O destino do FR estava talhado desde o momento em que se assinou o contrato de venda do NB, mesmo antes da administração deste iniciar a respetiva “limpeza”. Como escrevi em crónica no Expresso online, a 23/9/2020 (Cortinas de fumo envolvendo o Novo Banco), chegado ao “… célebre número dos 3,9 mil milhões de euros, o valor estimado do empolamento dos ativos, caucionado pelo Governo e pelo Banco de Portugal … o desfecho esperado também está prescrito nos livros: o comprador deixa de ter qualquer incentivo para se esforçar em vender os ativos por um valor superior ao fixado …”. Foi o que aconteceu, com o NB a reclamar do FR (eufemismo para contribuintes) o ressarcimento das menos-valias geradas.

O que de pior aconteceu neste caso foi o Governo querer desfazer-se do NB a toda a pressa. É do conhecimento geral, pela intuição subjacente, que quem vende sob pressão sai sempre prejudicado. Foi o alicerce de todo o processo, resultando de uma decisão deliberada que não poderia ter deixado de produzir consequências negativas para o Estado (contribuintes). Depois, a pedra angular do desastre foi o não se ter em consideração a situação de risco moral (”moral hazard”) que o contrato permitia e que favorecia a parte compradora.

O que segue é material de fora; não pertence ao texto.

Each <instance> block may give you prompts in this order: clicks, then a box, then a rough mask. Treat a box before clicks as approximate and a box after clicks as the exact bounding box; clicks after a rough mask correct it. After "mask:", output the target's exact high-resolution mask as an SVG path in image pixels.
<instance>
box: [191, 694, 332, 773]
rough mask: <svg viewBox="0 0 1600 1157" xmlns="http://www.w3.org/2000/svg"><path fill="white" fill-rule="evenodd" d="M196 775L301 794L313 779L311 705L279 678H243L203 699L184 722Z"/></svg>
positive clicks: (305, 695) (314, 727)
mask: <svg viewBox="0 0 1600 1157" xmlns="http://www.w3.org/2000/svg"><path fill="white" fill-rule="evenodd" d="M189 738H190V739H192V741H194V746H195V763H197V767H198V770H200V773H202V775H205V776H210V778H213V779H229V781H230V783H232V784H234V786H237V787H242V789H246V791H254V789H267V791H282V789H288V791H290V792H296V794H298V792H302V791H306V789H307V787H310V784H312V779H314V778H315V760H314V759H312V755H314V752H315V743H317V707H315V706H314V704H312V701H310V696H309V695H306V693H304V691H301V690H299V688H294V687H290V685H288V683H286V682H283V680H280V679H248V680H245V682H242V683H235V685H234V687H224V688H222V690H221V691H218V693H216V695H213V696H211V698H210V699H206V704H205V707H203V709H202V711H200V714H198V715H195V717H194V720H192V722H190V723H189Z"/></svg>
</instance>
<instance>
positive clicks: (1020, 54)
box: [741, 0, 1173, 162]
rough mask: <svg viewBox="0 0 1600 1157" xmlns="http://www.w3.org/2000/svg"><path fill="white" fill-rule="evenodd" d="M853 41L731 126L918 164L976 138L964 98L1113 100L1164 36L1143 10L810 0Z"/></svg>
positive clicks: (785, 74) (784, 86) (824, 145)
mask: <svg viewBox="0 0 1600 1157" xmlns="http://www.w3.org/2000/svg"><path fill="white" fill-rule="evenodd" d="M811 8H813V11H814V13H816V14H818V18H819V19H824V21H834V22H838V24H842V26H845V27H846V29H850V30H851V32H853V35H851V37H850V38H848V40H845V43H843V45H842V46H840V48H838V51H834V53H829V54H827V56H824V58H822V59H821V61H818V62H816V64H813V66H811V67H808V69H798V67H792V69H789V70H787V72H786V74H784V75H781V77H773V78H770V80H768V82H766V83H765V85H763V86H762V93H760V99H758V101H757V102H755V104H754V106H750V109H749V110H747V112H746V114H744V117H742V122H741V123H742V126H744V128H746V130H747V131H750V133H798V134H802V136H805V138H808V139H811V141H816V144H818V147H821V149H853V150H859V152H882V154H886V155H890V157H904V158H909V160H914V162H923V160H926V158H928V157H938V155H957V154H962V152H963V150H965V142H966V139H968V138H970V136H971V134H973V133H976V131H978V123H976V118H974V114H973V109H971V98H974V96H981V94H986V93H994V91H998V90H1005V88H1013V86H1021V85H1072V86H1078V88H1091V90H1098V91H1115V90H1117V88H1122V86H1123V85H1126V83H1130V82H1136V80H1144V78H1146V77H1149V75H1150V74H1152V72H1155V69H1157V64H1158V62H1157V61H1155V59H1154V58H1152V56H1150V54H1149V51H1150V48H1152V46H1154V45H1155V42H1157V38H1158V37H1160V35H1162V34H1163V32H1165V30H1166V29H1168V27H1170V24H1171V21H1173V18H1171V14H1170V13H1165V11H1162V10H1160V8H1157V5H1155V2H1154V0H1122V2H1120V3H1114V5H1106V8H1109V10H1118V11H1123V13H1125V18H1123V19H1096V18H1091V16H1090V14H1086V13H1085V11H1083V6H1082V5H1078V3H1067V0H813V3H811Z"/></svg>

O risco moral, num contexto contratual como o que se discute, consubstancia-se em uma das partes intervenientes ter um incentivo para adotar comportamentos de risco que não adotaria se tivesse de sofrer as consequências financeiras daí resultantes. No caso em concreto, essa parte é o comprador que, ao vender ativos supostamente “tóxicos” ao desbarato, impõe ao vendedor os custos daí derivados. Ou seja, O Governo e o Banco de Portugal ao caucionarem um tal contrato de venda, que colocava um “cheque” em branco de 3,9 mil milhões nas mãos do comprador, são os responsáveis primeiros da situação inerente ao modo como o FR foi utilizado e, por arrastamento, dos prejuízos supervenientes para os contribuintes.

Colocar o ónus da culpa na administração do NB, por não ter defendido o “interesse público”, como tem aparecido na imprensa, só pode ser visto como uma maneira de branquear as responsabilidades dos representantes da coisa pública em todo o processo. Veja-se. O NB é uma sociedade privada, em que o Estado tem uma parte minoritária do capital; a respetiva administração foi contratada para “limpar” a instituição no mais curto período de tempo, pois o acionista maioritário era, desde o início, conhecido por se querer desfazer dela a curto prazo; o incentivo principal subjacente a essa administração era realizar tão rápido quanto possível a tarefa para a qual havia sido mandatada. O “cheque” que tinha em mãos (FR), foi o instrumento que tornou todo o processo de “limpeza” mais rápido. Qualquer outra administração, no mesmo contexto, teria adotado idêntico comportamento. O desfecho verificado era expetável, é conhecimento disponível “nos livros”, está sobejamente documentado na literatura.

Pode parecer que se está a defender a administração do NB. Longe disso. Procura-se, sim, alocar as responsabilidades a quem cabem. Imagine-se que alguém coloca as suas galinhas ao alcance de uma raposa. Poderá assacar-se à raposa a responsabilidade de as ter magoado? Ou será essa responsabilidade de quem as colocou ao alcance daquela?

Também no caso NB, os gestores da coisa pública não parecem ter acautelado devidamente o interesse dos contribuintes, com as tão graves consequências financeiras que se conhecem. É preocupante que isso aconteça. Mas tão ou mais preocupante é ver disseminar-se na opinião pública a ideia de que a culpa é de um interveniente secundário, diluindo a efetiva matriz de responsabilidades e contribuindo para que o futuro, em termos de defesa dos interesses do Estado, não venha a ser diferente do passado e do presente.